As the tale is written from the POV of a child, we are encouraged to read it through the eyes of ourselves as children. It contains emotions and fears that when we were that young were very real to us: abandonment, loneliness, fear of the dark and unknown, yet also has many of the joys that we felt at that age: the inquisitiveness that so many of us lose as we grow old, the lust for adventure and the thrill of new friendships. I have never read a book that so successfully expresses what it means to be seven years old before. We were all that age once, but capturing it as adults is a very difficult task. Gaiman has succeeded brilliantly, and this is the greatest joy of reading this book.
Like most books of this nature, though the story is about the fantastic, it is grounded in some very real and primal concepts. The boy’s abandonment and even abuse by his manipulated parents brings a real element of terror into the story. His family comes under the influence of a demon in the form of an attractive au pair named Ursula Monkton. She terrifies and threatens the child, but the world of course is ruled by the adults so he is powerless to resist her. The only way to fight back is to use the powers of the supernatural, and to unlock that he needs Lettie Hempstock: the girl at the end of the lane.
The book itself is quite short and was originally designed as a short story. For me this is its only real weakness. The book is really all one single episode and you really feel that it is all still just an elongated short story. Perhaps a little sub-plot or two may have helped to flesh it out a little and could have made it even richer.
The entitled ‘Ocean’ of the book appears to the boy and to the rest of the world to just be a pond, but to the Hempstocks it is an ocean, a limitless expanse where one can transcend worlds – and that is a little about how I feel about this story. It is like a time-portal, transporting us to a condition that we once inhabited and reminding us that while we all eventually grow-up, we must never forget what it was like to be young and alive.
8.5/10
Favourite Quotes
“Grown-ups don't look like grown-ups on the inside either. Outside, they're big and thoughtless and they always know what they're doing. Inside, they look just like they always have. Like they did when they were your age. Truth is, there aren't any grown-ups. Not one, in the whole wide world.”

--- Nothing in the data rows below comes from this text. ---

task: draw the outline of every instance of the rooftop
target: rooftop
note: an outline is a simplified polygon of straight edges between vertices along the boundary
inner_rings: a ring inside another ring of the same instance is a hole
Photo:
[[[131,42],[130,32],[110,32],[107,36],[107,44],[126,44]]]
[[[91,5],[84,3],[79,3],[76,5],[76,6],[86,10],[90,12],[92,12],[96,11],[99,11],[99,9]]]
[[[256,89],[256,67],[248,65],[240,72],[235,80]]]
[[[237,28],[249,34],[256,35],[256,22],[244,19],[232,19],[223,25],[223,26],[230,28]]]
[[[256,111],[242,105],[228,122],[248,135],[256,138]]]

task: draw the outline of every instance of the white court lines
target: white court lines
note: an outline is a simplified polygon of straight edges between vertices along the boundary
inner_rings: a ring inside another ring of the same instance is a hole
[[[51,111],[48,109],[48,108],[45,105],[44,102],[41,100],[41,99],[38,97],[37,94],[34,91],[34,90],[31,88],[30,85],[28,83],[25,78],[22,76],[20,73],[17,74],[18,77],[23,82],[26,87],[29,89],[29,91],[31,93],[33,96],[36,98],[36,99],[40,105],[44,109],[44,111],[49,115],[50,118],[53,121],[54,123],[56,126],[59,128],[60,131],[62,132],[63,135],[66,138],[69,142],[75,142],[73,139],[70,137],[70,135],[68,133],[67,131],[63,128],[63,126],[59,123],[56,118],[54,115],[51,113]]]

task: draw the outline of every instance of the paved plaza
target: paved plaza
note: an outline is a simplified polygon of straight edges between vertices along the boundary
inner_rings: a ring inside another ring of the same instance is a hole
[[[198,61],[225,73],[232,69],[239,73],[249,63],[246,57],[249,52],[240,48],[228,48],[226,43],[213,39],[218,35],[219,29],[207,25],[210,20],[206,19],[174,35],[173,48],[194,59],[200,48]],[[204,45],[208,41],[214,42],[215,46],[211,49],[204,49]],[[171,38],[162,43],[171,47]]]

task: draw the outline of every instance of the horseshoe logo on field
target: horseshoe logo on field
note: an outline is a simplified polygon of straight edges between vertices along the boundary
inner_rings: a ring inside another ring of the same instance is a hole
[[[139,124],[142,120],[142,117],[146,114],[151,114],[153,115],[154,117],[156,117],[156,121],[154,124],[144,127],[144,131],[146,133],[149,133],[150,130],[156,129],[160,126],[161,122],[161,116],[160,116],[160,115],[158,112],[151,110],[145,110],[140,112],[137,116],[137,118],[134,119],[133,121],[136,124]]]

“Adults follow paths. Children explore. Adults are content to walk the same way, hundreds of times, or thousands; perhaps it never occurs to adults to step off the paths, to creep beneath rhododendrons, to find the spaces between fences. I was a child, which meant that I knew a dozen different ways of getting out of our property and into the lane, ways that would not involve walking down our drive.”
“I liked myths. They weren't adult stories and they weren't children's stories. They were better than that. They just were.”